The New Normal will take more time in many ways. It will take more time to get tasks accomplished. There will be glitches where we feel frustrated and anxious. Give yourself the opportunity to be your best self by taking this extra time into account. Going in and out of your work place will take extra time. There may be a single entrance, possibly temperatures taken, and social distancing in place. Give yourself extra time to get to work on time. Many people have been enjoying working from how and will need to re-adjust to travel to and from work. Be sure you have extra time rather than rush to get on the road. By adjusting our expectations, we will be better prepared when oops happen. Giving yourself time for tranquility helps as well!

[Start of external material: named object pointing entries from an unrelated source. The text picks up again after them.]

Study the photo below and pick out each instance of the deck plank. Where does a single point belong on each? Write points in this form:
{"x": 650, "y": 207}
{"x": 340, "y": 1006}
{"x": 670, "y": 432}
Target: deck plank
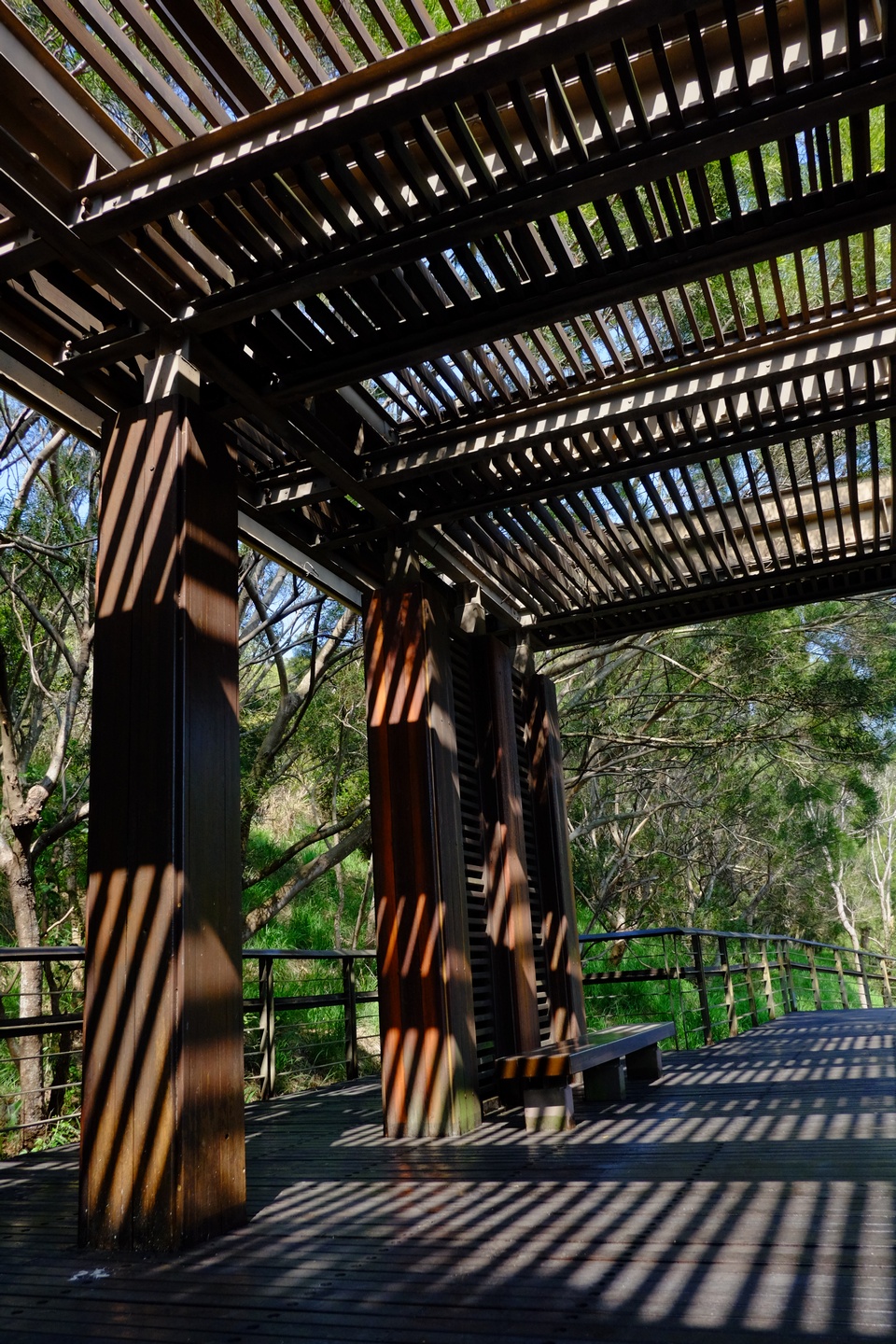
{"x": 746, "y": 1197}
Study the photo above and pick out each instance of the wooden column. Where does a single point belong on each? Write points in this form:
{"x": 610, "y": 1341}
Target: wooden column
{"x": 507, "y": 882}
{"x": 559, "y": 925}
{"x": 425, "y": 987}
{"x": 162, "y": 1151}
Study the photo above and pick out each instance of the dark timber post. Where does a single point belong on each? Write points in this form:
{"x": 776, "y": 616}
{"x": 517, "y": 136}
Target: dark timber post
{"x": 425, "y": 986}
{"x": 162, "y": 1152}
{"x": 559, "y": 925}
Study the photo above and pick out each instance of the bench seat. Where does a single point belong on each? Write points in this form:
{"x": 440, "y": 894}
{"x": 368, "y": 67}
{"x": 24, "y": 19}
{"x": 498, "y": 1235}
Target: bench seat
{"x": 603, "y": 1058}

Continue with easy, simple organization
Now that you are a pro with technology, keep going on what is making your life easier. For grocery ordering online, be sure to continue your regular routine for shopping. Banking with your device app has simplified your deposits and financial work. Using the Notes app is our best way to capture thoughts and ideas. Keeping contacts in your smart phone keep us connected, as well as our Zoom Happy Hours with long time friends. We have learned a lot of useful, helpful technology to continue.
Ongoing Self care
The first thing we stop when things get busy is self care. That’s not an option in the New Normal. Your self care should continue as a priority. If you are exercising more outside and loving it, build that into your routine. As for time together for family dinner, block that time as sacred. Self care is what we learned must be continuous and ongoing, pandemic or not.